The manufacturing subsector was composed of over 600 factories and plants, of which one-third were state-owned in 1991. Most manufacturing is for domestic consumption and is centered in the Vientiane area. As of mid-1994, there was little manufacturing in or near Laotian towns. In 1989 and 1990, there was a rapid increase in cottage industries such as cotton spinning and weaving, traditional village crafts, basket-weaving, and the production of alcoholic beverages. As part of the informal business sector, however, cottage industries are not covered by national statistics.

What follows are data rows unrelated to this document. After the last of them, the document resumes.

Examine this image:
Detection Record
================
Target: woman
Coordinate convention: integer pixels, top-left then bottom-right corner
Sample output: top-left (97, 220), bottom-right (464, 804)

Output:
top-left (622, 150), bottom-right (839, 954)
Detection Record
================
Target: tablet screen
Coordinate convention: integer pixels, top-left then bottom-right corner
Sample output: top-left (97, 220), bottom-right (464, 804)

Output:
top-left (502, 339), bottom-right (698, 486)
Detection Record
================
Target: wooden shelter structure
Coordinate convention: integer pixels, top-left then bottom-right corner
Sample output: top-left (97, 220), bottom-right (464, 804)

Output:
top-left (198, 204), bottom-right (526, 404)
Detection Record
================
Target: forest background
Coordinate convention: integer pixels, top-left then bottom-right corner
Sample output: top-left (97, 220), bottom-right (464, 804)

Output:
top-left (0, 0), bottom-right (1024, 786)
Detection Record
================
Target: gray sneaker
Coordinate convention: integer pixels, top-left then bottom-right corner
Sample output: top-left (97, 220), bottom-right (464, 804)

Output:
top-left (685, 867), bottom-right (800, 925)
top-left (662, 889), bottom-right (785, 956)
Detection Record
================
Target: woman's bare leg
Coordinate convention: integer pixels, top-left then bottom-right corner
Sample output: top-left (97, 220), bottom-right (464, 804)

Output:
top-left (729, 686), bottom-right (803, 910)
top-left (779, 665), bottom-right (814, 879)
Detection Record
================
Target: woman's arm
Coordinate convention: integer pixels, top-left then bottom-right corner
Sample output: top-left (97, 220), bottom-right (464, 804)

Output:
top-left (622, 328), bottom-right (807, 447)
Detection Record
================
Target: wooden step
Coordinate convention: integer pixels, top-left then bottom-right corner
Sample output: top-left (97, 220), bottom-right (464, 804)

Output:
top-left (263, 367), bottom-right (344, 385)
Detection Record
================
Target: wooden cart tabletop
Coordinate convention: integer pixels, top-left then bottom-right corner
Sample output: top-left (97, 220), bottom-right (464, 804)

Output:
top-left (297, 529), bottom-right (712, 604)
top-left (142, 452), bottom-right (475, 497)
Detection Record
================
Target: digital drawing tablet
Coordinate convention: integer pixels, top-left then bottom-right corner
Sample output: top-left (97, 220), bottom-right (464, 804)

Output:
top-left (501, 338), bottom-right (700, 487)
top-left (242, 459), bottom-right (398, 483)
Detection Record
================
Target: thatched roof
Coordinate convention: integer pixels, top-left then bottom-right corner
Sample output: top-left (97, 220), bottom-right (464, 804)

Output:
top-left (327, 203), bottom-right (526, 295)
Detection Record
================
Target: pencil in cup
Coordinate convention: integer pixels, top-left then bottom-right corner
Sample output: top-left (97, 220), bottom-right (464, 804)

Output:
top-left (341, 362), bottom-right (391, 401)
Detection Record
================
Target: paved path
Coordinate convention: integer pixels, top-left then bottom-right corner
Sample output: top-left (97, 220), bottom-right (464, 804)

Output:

Between 1980 and 1990, over 80 percent of manufacturing was in the production of clothing, food and beverages, metal products, tobacco products, and wood products (see table 6, Appendix). Industrial roundwood production increased 71 percent between 1975- 77 and 1985-87 to an annual average of 330,000 cubic meters and then declined to 309,400 cubic meters in 1990. Sources differ over the growth trend for lumber production; the UN reported a decrease in production of 61 percent between 1980 and 1988, and the Asian Development Bank showed an increase of nearly 400 percent in the same period. Cigarette production rose from 1.10 billion units per year from 1981-84; to 1.12 billion units in 1985 and an estimated 1.20 billion units per year for 1986-90. Statistics over a lengthy period of time for the production of other major goods are not readily available; however, the Asian Development Bank estimated that the value of metal products, food and beverages, and clothing (at 1991 prices) had increased greatly between 1980 and 1990, by 55 percent, 195 percent, and 196 percent, respectively (see table 7, Appendix). A general upward trend in the growth of production is borne out by official LPDR statistics from the first half of the decade. The World Bank reported that the manufacturing subsector grew by 35 percent in 1989, slowing to about 4 percent the following year.